I don’t recall that I’ve seen much about how to define the role of experts and how to integrate hierarchies of knowledge in Participatory GIS processes – potentially an interesting research topic?

Democratisation in Web 2.0 and the participation inequality

Continuing to reflect on Keen’s The Cult of the Amateur, I can’t fail to notice how Web 2.0 influences our daily lives – from the way we implement projects, to the role of experts and non-experts in the generation of knowledge. Some of the promises of Web 2.0 are problematic – especially the claim for ‘democratisation’.

Although Keen doesn’t discuss this point, Jakob Nielsen’s analysis of ‘Participation Inequality on the Web’ is pertinent here. As Nielsen notes, on Wikipedia 0.003% of users contribute two thirds of the content, with a further 0.2% contributing something and 99.8% who just use the information. Blogs are supposed to have a 95-5-0.1 (95% just read, 5% post infrequently, 0.1% post regularly). In Blogs, this posting inequality is enhanced by readership inequalities on the Web (power laws are influencing this domain, too – top blogs are read by far more people).

This aspect of access and influence means that the use of the word ‘democratisation’ is a misnomer to quite an extent. If anything, it is a weird laissez-faire democracy, where a few plutocrats rule. Not a democracy of the type that I’d like to live in.

The Cult of the Amateur – worth reading

I have just finished reading Andrew Keen’s The Cult of the Amateur, which, together with Paulina Borsook’s Cyberselfish, provides quite a good antidote to the overexcitement of The Long Tail, Wikinomics and a whole range publications about Web 2.0 that marvel in the ‘democratisation’ capacity of technology. Even if Keen’s and Borsook’s books are seen as dystopian (and in my opinion they are not), I think that through their popularity these critical analyses of current online culture are very valuable in encouraging reflection on how technology influences society.

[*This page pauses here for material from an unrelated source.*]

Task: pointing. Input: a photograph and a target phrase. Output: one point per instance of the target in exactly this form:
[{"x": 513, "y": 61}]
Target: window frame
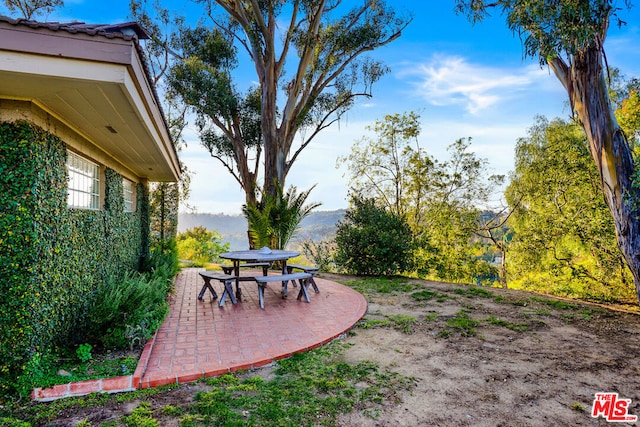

The need for a critical reflection on technology and society stems from the fact that most of society seems to accept the ‘common-sense’ perspective that technology is a human activity which is neutral and ‘value-free’ (values here in the meaning of guiding principles in life) – that it can be used for good ends or bad ones, but by itself it does not encapsulate any values internally.

In contrast, I personally prefer Andrew Feenberg’s analysis in Questioning Technology and Transforming Technology where he suggests that a more complete attitude towards technology must accept that technology encapsulates certain values and that these values should be taken into account when we evaluate the impact of new technologies on our life.

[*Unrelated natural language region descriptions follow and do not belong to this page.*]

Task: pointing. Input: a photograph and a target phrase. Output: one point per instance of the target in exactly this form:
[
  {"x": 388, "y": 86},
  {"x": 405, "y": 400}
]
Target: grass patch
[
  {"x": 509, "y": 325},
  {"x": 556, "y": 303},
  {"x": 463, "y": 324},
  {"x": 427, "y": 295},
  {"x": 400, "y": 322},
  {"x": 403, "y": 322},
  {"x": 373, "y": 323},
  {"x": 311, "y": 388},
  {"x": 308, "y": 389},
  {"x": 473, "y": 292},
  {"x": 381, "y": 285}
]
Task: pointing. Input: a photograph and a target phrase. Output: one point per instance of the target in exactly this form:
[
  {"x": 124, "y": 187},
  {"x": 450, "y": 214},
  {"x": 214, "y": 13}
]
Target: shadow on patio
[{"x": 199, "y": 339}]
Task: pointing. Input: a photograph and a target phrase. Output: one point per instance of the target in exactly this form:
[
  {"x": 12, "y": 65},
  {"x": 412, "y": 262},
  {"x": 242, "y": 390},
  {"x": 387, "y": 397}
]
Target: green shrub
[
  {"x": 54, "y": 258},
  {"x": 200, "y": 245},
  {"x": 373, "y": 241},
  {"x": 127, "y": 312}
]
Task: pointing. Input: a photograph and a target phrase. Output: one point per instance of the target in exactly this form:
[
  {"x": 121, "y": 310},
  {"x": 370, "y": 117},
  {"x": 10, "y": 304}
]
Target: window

In Feenberg’s terms, we should not separate means from ends and should understand how certain cultural values influence technological projects and end up integrated in them. For example, Wikipedia’s decision to ‘level the playing field’ so experts do not have any more authority in editing content than other contributors should be seen as a an important value judgment, suggesting that expertise is not important or significant or that experts cannot be trusted. Such a point of view does have an impact on a tool that it widely used and therefore influences society.